I hate how much I love to grill. It’s not that I’m inclined to vegetarianism or that I otherwise object to the practice itself. But I’m uncomfortable with the pleasure I take in something so conventionally masculine. Looming over the coals, tongs in hand, I feel estranged from myself, recast in the role of suburban dad. At such moments, I get the sense that I’ve fallen into a societal trap, one that reaffirms gender roles I’ve spent years trying to undo. The whole business feels retrograde, a relic of some earlier, less inclusive era.

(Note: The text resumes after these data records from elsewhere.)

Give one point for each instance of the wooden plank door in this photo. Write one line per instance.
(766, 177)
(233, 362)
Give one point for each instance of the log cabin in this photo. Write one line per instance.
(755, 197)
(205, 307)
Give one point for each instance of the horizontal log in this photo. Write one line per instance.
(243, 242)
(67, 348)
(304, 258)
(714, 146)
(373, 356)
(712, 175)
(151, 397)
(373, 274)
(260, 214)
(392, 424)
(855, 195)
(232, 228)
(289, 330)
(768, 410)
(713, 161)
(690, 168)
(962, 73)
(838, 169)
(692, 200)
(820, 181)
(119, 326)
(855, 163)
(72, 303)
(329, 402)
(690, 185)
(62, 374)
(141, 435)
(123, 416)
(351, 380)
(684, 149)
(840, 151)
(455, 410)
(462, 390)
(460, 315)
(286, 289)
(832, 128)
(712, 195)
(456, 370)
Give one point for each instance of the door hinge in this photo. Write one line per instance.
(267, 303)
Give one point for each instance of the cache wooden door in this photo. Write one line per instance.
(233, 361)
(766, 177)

I take food prep a little too seriously, curtly brushing others out of the way when I step up to the kitchen counter. In my online dating days, I tried to spin this fault as a feature, describing myself as “a finicky, meticulous cook.” On reflection, I’m probably just kind of a jerk, but when I’m grilling I worry that I’ve become something even worse. Am I shoving others out of the way because it makes me feel like a man? Have I become some sort of monster?
I suppose when resources are freely available, and angry, manly, ape-women are looking for a guy to rape whose male children definitely won’t endure the unnecessary danger of fighting on their way to the free buffet of r-selection, this guy would be ideal. He grovels reflexively, and being so skinny, he can probably sprint away from danger fairly quickly.
But check the picture, and you can see why women might go another way in an environment where angry, savage men routinely brain those who annoy them, in an environment where you have to fight for a share of the limited food.
It touches on another point, and that is the fact narcissists hate seeing other people happy. One can’t help but be struck by how feminists, out of envy, seem hell-bent on making men feel bad over anything they enjoy.
One more reason that if you marry a feminist, you will deserve everything that you will have coming.